Tholosgräber von Gerokambos
Die Tholosgräber von Gerokambos (griechisch Θολωτοί Τάφοι Γερόκαμπου Tholotoi Tafoi Gerokambou) sind die Überreste zweier minoischer Rundgräber mit Anbauten aus der Zeit von etwa 3300 bis 1900 v. Chr. nahe der Südküste der griechischen Insel Kreta. Sie befinden sich in der Gemeinde Gortyna des Regionalbezirks Iraklio, etwa 2,1 Kilometer nordwestlich des Ortes Lendas (Λέντας) am Westrand der Siedlung Gerokambos (Γερόκαμπος). Als Tholos bezeichnet man unter anderem die Rundbauten bronzezeitlicher Kuppelgräber des mediterranen Raumes.
Lage und Geschichte
Die Tholosgräber von Gerokambos liegen 540 Meter nördlich der Küste auf einer etwa 90 Meter hohen Freifläche, ungefähr 30 Meter nördlich und östlich neben der Straße von Dytiko (Δυτικό) nach Tzingounas (Τζίγκουνας), die dort in einer Kurve nach Norden schwenkt. Es handelt sich um eine von drei Ausgrabungsstätten von Tholosgräbern rund um die antike Stätte von Leben.[1] Die beiden anderen sind Papoura (Παπούρα) nordöstlich von Dytiko (Koordinaten: 34° 55′ 59,4″ N, 24° 54′ 58,6″ O ) und Zervos (Ζερβός) nordöstlich von Lendas (Koordinaten: 34° 56′ 7,8″ N, 24° 56′ 0,8″ O ). Die Tholosgräber werden entsprechend durchnummeriert als Lebena I und Lebena Ia (Papoura), Lebena II und Lebena IIa (Gerokambos) und Lebena III (Zervos). Die Grabstätten wurden von der frühminoischen bis in die mittelminoische Zeit genutzt. Zugehörige Siedlungsreste konnte nicht gefunden werden.[2]
Strukturen
Die heute eingezäunte Grabanlage von Gerokambos wurde 1958, 1959 und 1960 von Stylianos Alexiou ausgegraben.[3] Die Analyse der Fundestücke erfolgte 2004 gemeinsam mit Peter Warren von der Universität Bristol. Bei den Tholosgräbern von Gerokambos handelt es sich um zwei aneinandergrenzende Rundgräber unterschiedlicher Größe, an die vier Räume angebaut waren. Das mit einem Innendurchmesser von 5,10 bis 5,15 Meter größere der beiden Rundgräber,[4] Lebena II, ist die älteste Struktur. Die untere Fundschicht wurde in die frühminoische Zeit FM I datiert. Darüber lagen in einer regelmäßigen Reihe Steinblöcke, die offensichtlich von einem Deckeneinsturz stammten. Auf ihnen erfolgten in den früh- und mittelminoischen Phasen FM II bis MM I A weiterhin Bestattungen in dem reparierten Grab.
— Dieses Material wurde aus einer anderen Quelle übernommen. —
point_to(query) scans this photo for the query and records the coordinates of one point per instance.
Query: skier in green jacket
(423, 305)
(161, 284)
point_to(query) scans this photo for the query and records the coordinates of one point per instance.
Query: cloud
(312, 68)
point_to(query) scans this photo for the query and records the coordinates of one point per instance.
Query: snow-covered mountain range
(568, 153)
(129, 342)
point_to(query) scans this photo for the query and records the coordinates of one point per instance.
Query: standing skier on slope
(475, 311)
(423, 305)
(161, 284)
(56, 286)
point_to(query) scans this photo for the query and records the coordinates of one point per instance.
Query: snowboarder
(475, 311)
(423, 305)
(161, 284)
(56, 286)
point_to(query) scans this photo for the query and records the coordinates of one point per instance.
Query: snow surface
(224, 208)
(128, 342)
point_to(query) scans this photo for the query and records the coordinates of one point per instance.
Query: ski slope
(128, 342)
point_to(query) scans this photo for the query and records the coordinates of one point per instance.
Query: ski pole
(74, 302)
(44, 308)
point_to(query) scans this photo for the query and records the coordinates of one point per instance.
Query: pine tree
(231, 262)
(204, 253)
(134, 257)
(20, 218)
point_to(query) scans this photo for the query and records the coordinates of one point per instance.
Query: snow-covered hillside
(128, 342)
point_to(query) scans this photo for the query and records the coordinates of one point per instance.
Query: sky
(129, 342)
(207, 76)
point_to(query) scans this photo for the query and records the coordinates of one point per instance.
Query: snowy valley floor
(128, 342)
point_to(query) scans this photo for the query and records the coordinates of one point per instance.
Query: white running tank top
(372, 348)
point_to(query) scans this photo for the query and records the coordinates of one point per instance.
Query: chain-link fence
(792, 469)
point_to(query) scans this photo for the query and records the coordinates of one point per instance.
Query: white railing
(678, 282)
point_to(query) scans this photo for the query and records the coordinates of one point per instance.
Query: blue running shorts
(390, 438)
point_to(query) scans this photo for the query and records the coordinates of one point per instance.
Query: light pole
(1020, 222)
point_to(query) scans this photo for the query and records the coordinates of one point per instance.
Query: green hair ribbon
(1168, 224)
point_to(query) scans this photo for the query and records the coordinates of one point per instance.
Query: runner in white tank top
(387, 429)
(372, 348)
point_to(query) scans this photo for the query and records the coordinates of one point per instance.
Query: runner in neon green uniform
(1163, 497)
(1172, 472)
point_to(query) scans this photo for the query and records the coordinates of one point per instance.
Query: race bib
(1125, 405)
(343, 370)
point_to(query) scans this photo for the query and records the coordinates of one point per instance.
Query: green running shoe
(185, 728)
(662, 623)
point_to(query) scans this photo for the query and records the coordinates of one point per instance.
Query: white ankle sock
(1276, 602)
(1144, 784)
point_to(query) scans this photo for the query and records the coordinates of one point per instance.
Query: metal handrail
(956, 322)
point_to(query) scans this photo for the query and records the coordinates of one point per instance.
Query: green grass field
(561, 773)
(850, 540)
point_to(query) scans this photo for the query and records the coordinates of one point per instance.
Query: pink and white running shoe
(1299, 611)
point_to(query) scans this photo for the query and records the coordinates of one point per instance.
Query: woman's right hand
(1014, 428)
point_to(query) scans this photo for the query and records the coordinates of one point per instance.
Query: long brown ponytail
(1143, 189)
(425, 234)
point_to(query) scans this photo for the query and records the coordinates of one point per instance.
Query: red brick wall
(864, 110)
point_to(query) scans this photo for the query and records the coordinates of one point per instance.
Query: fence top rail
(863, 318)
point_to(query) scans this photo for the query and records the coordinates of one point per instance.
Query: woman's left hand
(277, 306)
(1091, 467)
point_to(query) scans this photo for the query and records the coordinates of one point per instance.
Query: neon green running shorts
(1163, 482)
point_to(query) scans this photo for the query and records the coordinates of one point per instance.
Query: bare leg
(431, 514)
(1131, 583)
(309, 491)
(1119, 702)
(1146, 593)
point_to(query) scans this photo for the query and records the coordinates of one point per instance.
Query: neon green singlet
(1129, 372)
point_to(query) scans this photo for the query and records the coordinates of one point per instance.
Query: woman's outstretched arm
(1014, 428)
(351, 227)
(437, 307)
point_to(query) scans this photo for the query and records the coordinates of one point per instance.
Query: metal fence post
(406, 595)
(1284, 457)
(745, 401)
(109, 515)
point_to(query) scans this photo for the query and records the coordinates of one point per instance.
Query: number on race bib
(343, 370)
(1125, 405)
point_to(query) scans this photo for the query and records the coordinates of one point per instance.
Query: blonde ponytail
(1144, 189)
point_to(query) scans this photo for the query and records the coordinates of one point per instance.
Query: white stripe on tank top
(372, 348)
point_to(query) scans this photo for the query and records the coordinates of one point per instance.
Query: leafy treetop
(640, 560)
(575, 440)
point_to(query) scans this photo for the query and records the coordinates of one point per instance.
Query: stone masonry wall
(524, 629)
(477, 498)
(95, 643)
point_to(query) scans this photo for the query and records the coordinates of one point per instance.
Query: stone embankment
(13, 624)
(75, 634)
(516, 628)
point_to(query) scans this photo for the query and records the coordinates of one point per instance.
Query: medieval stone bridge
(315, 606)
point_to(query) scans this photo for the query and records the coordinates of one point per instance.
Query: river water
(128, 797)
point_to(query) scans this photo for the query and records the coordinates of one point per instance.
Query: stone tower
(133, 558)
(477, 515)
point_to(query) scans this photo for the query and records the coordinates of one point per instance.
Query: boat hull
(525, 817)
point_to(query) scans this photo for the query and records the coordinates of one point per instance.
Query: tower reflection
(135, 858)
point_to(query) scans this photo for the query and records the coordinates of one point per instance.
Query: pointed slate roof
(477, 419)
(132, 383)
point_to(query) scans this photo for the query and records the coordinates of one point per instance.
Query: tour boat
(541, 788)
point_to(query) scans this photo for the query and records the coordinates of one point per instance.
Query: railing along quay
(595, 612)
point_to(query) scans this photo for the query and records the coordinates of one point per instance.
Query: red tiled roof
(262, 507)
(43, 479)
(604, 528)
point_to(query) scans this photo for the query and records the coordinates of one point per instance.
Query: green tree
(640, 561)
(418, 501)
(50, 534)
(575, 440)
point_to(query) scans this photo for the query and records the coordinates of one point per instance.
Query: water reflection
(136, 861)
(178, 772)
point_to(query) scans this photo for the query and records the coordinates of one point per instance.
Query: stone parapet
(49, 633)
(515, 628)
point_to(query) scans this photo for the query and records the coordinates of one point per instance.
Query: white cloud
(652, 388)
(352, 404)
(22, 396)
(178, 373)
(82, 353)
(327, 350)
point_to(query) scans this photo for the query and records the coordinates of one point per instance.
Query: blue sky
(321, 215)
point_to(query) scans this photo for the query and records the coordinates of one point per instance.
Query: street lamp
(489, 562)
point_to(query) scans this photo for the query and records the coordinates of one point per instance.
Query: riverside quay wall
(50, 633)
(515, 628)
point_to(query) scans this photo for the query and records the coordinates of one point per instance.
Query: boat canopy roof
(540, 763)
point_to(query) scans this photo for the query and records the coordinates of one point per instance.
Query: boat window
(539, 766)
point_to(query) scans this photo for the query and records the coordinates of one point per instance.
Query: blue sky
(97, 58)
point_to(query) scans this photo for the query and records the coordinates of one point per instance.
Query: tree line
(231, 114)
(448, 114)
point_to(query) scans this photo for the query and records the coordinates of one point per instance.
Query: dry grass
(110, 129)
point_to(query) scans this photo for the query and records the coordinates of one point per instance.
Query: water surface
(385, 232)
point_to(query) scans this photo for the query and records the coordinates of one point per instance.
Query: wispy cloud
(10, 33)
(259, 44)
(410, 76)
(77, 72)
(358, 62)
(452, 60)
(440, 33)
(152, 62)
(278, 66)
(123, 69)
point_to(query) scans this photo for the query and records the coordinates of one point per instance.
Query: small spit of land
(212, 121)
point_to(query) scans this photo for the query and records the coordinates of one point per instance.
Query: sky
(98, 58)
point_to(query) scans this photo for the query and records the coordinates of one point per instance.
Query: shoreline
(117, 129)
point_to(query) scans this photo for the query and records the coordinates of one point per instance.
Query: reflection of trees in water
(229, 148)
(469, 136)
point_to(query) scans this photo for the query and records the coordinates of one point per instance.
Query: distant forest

Nach Alexiou weisen der runde Grundriss des Grabes Lebena II, die Wandstärke von 1,9 Meter, die Innenneigung der bis auf eine Höhe von 1,6 Meter noch vorhandenen Außenwand,[5] die Tatsache, dass im Inneren auf großen Scheiterhaufen die Reste älterer Bestattungen verbrannt wurden, um Platz für neue Bestattungen zu schaffen, sowie Beobachtungen zur Lage der hinabgestürzten Steinblöcke darauf hin, dass das Grab nach oben von einem Kraggewölbe aus Trockenmauerwerk gedeckt war.[6] Der erhaltene, 0,64 Meter hohe und 0,60 Meter breite Trilith-Eingang des Grabes, der oben etwas schmaler ist als unten, liegt an der Ostseite.[7][5]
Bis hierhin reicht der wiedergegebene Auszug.